Even in tennis it takes two, and it's never entirely clear how much one player's outstanding play causes the other's crap. On Friday afternoon, when Djokovic largely dominated the court, never losing a semifinal or final where no one has beaten him in five years, the answer, as always, was twofold.
(David Gray/AFP via Getty Images)
Since Sinner came onto the tour and made his first Grand Slam quarterfinal appearance at the French Open in 2020, there has been one word that smart people in tennis have used to describe Sinner: solid. In many ways, it's the ultimate compliment, the thing fellow players say about someone who always shows up and almost never beats themselves.
“I just tried to play as relaxed as possible, but also have the right game plan in mind,” said Sinner. “I think it went really well today.”
Sinner was as solid as ever and, after a slow start, left Djokovic little chance of landing the first punch on the jaw and smothering him, as he has done so many times in front of so many others. Djokovic knows how to step on an opponent better than anyone who has ever played. But first he has to throw her to the ground, and he never did.
There's another word that gets thrown around in the locker room and on the training pitch when players and their coaches talk about Sinner.
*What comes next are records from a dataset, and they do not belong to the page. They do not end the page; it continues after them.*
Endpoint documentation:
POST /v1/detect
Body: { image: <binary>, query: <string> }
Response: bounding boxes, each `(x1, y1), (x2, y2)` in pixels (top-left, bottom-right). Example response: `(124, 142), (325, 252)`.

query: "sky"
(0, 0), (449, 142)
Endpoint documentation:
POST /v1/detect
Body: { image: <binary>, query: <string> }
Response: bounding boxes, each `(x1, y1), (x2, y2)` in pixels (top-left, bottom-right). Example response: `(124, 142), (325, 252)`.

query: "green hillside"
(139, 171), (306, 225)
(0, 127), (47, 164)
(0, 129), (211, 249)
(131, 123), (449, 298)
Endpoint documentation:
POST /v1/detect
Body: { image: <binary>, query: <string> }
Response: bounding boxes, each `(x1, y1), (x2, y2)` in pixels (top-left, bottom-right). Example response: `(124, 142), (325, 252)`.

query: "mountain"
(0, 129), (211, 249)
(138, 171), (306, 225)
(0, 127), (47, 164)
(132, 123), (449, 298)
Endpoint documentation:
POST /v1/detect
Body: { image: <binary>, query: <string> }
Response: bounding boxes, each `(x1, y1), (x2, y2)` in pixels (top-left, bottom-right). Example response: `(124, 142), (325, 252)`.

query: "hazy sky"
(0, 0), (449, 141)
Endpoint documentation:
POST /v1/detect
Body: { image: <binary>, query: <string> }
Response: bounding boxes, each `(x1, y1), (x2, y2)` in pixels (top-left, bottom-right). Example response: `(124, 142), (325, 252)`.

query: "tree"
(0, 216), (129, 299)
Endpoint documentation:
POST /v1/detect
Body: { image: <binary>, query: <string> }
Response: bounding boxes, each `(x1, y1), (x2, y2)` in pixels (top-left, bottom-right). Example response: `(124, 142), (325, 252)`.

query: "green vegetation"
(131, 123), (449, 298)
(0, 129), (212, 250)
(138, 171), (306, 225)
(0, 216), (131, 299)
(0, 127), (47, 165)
It describes the feeling of his ball when it hits the bat – it is “heavy”.
Combine a heavy ball with someone who rarely makes mistakes, especially on his own serve, and play on a set of 22-year-old legs that now move as well as anyone else's, and it becomes almost the best player of the world need planet and there are very few players on the planet who aren't in for a tough afternoon. Sometimes you're flat and slow and error-prone because your opponent makes you that way, even if you're Novak Djokovic.
Djokovic had a mostly expressionless expression on his face throughout. He barely looked at his coach Goran Ivanisevic and asked for suggestions. He didn't yell at his box for not giving him more support. He didn't break a racket on the net post. He didn't argue with any of the Sinner fans, who weren't afraid to shout their support for their man, often in Italian, one of the many languages Djokovic speaks fluently.
Mostly, these are things Djokovic does against weaker opponents when he can expend the energy to chase a spark. Against Sinner on Friday, everyone could tell from the first ball that he would need every ounce of energy in his reserves. And even more.
“Throughout the tournament I didn’t really give it my best,” Djokovic said. “I didn't really feel comfortable on the court during this tournament. Of course you can say that the semi-final is a great result, but I always expect the highest from myself and that shouldn’t be today.”
Whatever he had, whatever he did, it wasn't enough. It was the first time since the 2022 French Open that he failed to reach the final of a Grand Slam he played. Late in the afternoon at Melbourne Park, Djokovic's record in the semifinals and final of the Australian Open fell to 20-1.